Maintenance: 1*7 = 7 — 45 hours left.
Then there are those hours you spend thinking about writing.
What can that character do next? Should Joe buy the new car or the used one? Should Mary accept the job offer or run screaming? What’s gonna happen after that? Should the ending be happy, sad, or mixed?
There’s also thinking about marketing. Should I charge for this new short story? Should I put all these into the same collection? How many coupons should I create? How should I distribute said coupons?
Thinking about your life. Why did (spouse’s name) do that?! Why did (kid’s name) say that? How come (friend’s name) hasn’t called since Friday? What if I get COVID-19? Will I end up in the hospital?
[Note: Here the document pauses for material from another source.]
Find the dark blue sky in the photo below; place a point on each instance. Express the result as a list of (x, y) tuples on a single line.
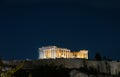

Thinking: 1*7 = 7 — 38 hours left.
Writing also isn’t all there is to it. You need to revise, and once you’re getting ready to publish your work, you will need time to e-mail or call the rest of the people on the team: the Editor, Designer, Marketing Specialist, Illustrator, co-Author(s), and other publishing professionals.
If you really want to blog, to write, to revise, to publish, to market, to work other job(s), to look after your kids, and to have a social and a personal life, you’ll have to decide how important each of those is, how many hours each one needs, and do some more arithmetic.
I want to keep on blogging, and I want to write many more books and stories, so I’m taking time management very seriously. I want to sleep, and I want to wake up refreshed and ready for the day, not exhausted and dreading the hours ahead. While keeping up the daily blog, I neglected my writing, and some of those stories are yearning to be told.
If I blog once or twice a week, I can make those posts good ones, and I can write the stories my characters need me to tell.
You have your own stories to tell, blog posts to write, books to publish, job(s) to do, people to love, and 168 hours to manage.
When to start: now.


  1. Woop woop. You’re at home stretch for the big 500! And yes, I have a problem with time too, which is why I appreciate the things I make time for. Anyway, go you!

  2. Thank you. It’s nice to hear that people appreciate the time I take to write those essay posts. I plan to keep writing them, and once I’m not blogging every day, I’ll likely have more time to write better ones. What part of writing do you find takes the most time?